The stadium has about 1000 internal parking bays and internal spaces of 5006 square metres, which includes 4113 square metres of commercial rentable space and 893 sqaure metres of storage space.

The council would take responsibility for all installation costs, while the lessee would be responsible for all general internal maintenance.

With the areas having been identified as surplus to the council’s requirements, the council wants to lease out the internal spaces directly by public competition while the internal parking bays are to be leased out through a competitive process to an operator who would, in turn, lease it out to the market.

The council’s valuation department estimates the internal spaces can draw income of about R60 per square metre per month for the retail space excluding value added tax, R40 per square metre for office space and about R20 per square metre for storage space.

The parking has been valued at R1000 per bay per month for basement parking, and R500 per bay for retail parking.

The stadium precinct was rezoned for general business use in November 2015.

Council will be asked at a meeting next week to approve a public participation process that would last for three months and start in November.

The council is bound to conduct a public participation process for the long-term right to use, control or manage any municipal asset worth more than R10 million.

The council’s valuation report indicated the rental determination could not be assessed in isolation of the capital and operational expenditure to be incurred.

“In order for the venture to be sustainable, the rental quantum would need to be assessed based on the envisaged proposal and the cost implications applicable to the redevelopment,” the report said.

The council is still trying to find a long-term anchor tenant for the stadium.

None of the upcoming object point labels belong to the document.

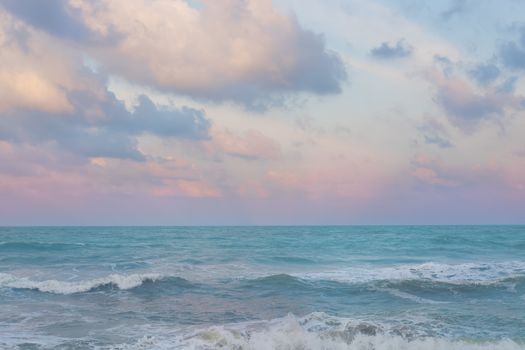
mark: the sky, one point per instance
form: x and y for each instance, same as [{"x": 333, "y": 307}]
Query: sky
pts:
[{"x": 261, "y": 112}]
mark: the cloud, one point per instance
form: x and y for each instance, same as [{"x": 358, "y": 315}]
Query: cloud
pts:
[
  {"x": 388, "y": 51},
  {"x": 512, "y": 53},
  {"x": 456, "y": 7},
  {"x": 35, "y": 71},
  {"x": 434, "y": 133},
  {"x": 485, "y": 73},
  {"x": 466, "y": 106},
  {"x": 430, "y": 172},
  {"x": 54, "y": 17},
  {"x": 245, "y": 51},
  {"x": 101, "y": 126},
  {"x": 251, "y": 145}
]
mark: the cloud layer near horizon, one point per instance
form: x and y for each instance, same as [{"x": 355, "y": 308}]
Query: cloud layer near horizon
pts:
[{"x": 245, "y": 104}]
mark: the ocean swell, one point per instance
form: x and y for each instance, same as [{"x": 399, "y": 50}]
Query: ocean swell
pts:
[
  {"x": 312, "y": 332},
  {"x": 117, "y": 281}
]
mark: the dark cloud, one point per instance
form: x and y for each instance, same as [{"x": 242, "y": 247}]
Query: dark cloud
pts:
[
  {"x": 103, "y": 128},
  {"x": 456, "y": 7},
  {"x": 386, "y": 50},
  {"x": 485, "y": 73}
]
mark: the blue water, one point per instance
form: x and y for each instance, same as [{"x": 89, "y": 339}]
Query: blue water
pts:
[{"x": 363, "y": 287}]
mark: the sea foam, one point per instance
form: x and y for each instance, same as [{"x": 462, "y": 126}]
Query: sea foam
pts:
[
  {"x": 69, "y": 287},
  {"x": 467, "y": 273},
  {"x": 316, "y": 331}
]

It recently issued a tender for the long-term leasing of a property adjacent to the stadium on Granger Bay Boulevard, which it believes could attract construction worth R600 million.

In a report considered by the mayoral committee this week, the council said the intention was to commercialise the stadium precinct in line with a business plan aimed at optimising the development opportunities and marketability of the stadium.

Acting mayoral committee member for finance Johan van der Merwe said the two leases would not only generate an income for the council, but enhance the public use of thespace.

“The stadium is strategically located with good public transport access and it must be noted that the area lends itself to a range of urban opportunities, which must be explored,” he said.

On average only about 27 events are hosted at the stadium each year, and the council loses more than R50 million abnnayaly a year on the stadium due to low usage and high maintenance costs.